Tecnologia em alta: Bahia, investimento multinacional

Especial II

Iniciativas dos últimos anos mudaram um cenário de pouco investimento em tecnologia, com criação do Parque Tecnológico do Estado, localizado em Salvador. O Parque conta com empresas de peso, como a IBM, Indra Brasil e a Portugal Telecom. Outras iniciativas têm reforçado o desenvolvimento tecnológico no estado como a Jusbrasil que é hoje a maior empresa focada em busca dos diários oficiais dos governo. A força tecnológica da Bahia está na prestação de serviços de tecnologia.

 

Instituto Fraunhofer do Brasil

O Fraunhofer é um instituto de pesquisa, desenvolve tecnologia de mercado para aplicação imediata. É um centro de projeto criado a partir de um convenio entre a UFBA, a Secretaria de Ciência e Tecnologia do Estado, e o Instituto alemão de mesmo nome. Entre os projetos desenvolvidos pela Fraunhofer está o RESCUER com foco em gestão em crises de emergência, seja desastre natural ou não.
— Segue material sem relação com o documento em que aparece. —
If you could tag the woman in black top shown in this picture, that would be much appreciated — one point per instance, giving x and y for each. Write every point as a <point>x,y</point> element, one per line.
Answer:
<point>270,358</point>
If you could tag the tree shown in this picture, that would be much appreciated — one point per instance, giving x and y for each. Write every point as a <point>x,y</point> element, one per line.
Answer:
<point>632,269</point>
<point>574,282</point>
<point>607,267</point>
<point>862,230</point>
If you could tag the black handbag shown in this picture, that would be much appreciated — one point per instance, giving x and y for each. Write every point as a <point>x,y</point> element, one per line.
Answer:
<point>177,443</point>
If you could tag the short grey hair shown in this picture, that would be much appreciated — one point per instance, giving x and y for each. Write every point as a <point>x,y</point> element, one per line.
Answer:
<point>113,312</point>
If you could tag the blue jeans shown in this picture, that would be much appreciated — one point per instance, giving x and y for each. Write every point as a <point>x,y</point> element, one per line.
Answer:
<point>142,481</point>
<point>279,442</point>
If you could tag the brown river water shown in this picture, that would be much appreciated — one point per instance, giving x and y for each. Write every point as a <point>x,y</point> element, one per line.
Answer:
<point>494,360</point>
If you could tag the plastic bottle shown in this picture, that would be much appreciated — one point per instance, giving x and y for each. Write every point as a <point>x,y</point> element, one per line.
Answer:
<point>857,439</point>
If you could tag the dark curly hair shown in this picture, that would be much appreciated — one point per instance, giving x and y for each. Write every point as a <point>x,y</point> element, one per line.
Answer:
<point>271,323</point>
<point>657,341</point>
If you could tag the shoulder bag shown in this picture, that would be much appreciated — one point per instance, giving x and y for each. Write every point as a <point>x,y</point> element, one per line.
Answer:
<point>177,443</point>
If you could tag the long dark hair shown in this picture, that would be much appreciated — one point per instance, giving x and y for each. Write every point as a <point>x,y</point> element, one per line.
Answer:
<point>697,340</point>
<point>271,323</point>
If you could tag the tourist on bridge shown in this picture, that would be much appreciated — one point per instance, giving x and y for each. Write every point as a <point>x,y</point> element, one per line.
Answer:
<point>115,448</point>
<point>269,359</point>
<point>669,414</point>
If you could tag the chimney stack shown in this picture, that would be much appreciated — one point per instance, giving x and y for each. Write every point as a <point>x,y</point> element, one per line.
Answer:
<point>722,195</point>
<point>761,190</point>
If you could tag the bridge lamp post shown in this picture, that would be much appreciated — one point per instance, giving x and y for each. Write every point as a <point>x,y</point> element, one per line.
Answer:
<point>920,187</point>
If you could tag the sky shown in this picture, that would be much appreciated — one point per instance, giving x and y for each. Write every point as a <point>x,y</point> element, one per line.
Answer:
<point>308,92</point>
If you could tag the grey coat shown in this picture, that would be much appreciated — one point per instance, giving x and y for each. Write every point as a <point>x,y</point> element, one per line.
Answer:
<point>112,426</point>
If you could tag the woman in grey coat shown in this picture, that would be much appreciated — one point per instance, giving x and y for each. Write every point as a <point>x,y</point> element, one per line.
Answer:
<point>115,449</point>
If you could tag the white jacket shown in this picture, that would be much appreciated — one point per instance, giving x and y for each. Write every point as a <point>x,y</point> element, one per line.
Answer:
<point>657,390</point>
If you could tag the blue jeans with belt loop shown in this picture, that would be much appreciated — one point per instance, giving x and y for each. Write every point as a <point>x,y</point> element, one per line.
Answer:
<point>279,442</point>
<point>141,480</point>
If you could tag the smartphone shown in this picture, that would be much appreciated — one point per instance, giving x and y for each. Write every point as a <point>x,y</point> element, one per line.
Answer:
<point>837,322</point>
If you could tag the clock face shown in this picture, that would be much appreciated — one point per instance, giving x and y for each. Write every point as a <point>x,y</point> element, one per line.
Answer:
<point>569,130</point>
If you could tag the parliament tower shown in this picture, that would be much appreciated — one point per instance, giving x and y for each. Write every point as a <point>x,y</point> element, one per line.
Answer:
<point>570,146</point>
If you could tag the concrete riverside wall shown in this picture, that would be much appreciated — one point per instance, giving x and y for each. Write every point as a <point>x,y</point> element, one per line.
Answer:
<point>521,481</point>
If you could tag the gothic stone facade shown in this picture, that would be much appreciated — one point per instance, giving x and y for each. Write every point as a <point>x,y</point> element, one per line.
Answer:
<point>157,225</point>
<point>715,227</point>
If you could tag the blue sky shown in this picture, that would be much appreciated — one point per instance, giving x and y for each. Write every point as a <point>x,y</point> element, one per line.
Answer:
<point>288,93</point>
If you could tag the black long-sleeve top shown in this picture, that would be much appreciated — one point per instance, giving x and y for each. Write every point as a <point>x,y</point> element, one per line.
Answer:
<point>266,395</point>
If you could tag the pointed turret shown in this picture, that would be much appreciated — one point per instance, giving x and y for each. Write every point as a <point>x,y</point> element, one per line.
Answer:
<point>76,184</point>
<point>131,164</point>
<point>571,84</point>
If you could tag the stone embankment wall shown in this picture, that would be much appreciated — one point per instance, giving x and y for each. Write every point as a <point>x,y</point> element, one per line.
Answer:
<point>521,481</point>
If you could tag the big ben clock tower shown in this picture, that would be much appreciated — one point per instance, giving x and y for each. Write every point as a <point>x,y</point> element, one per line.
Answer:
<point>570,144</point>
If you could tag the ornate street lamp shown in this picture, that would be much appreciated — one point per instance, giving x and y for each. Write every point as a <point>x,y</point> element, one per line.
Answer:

Carol Passos, diretora da Fraunhofer explica que o laboratório também desenvolve um projeto em parceria com o Ministério da Saúde para controle de transplante de órgãos. “O Projeto orienta o Ministério como resolver a fila de transplante e reorganizar os procedimentos”. O Instituto agora está fazendo um modulo novo que avalia órgãos que podem ser armazenados para depois serem transplantados. Além de aporte do Governo Federal, os projetos são financiados pela União Europeia, UFBA e Senai.
 

LSI-TEC nordeste

O laboratório de Sistemas Integráveis Tecnológico tem filiais em Campina, Salvador e São Paulo. Foi criado por alguns professores da USP, e tem desenvolvido processadores avançados. O laboratório é uma boa iniciativa dentro desse contexto. Com o Centro de projetos dentro da UFBA, o laboratório tem uma associação muito próxima com o Senai/Cimatec. Os projetos estão voltados para a engenharia de software, desde a concepção até a implantação.
Uma das atividades é o desenvolvimento de microchip, igual ao da Intel, que permite que a maioria dos computadores possam rodar. “Fazemos o projetos e mandamos para uma fábrica produzi-lo. A LSI não faz comercialização do produto, apenas projeto de pesquisa e desenvolvimento”, conta o professor André Abreu, gerente da área pesquisa em desenvolvimento da LSI TEC. O laboratório também tem projetos na área de mídia, TV, grupos de pesquisas, realidade virtual, mobilidade e acessibilidade com cadeira de rodas, além de segurança.
A empresa tem aporte do Governo Federal e desenvolve um projeto junto com BNDES, e o Governo da Bahia (Projeto Mercúrio) para internet de banda larga para zonas rurais. A ideia é utilizar a faixa de TV, para transmitir sinais de internet. Há ainda um projeto que já está em funcionamento onde um sinalizador acusa onde ocorreu falha em linhas de transmissão de energia elétrica, diminuindo o tempo de busca das equipes de reparo.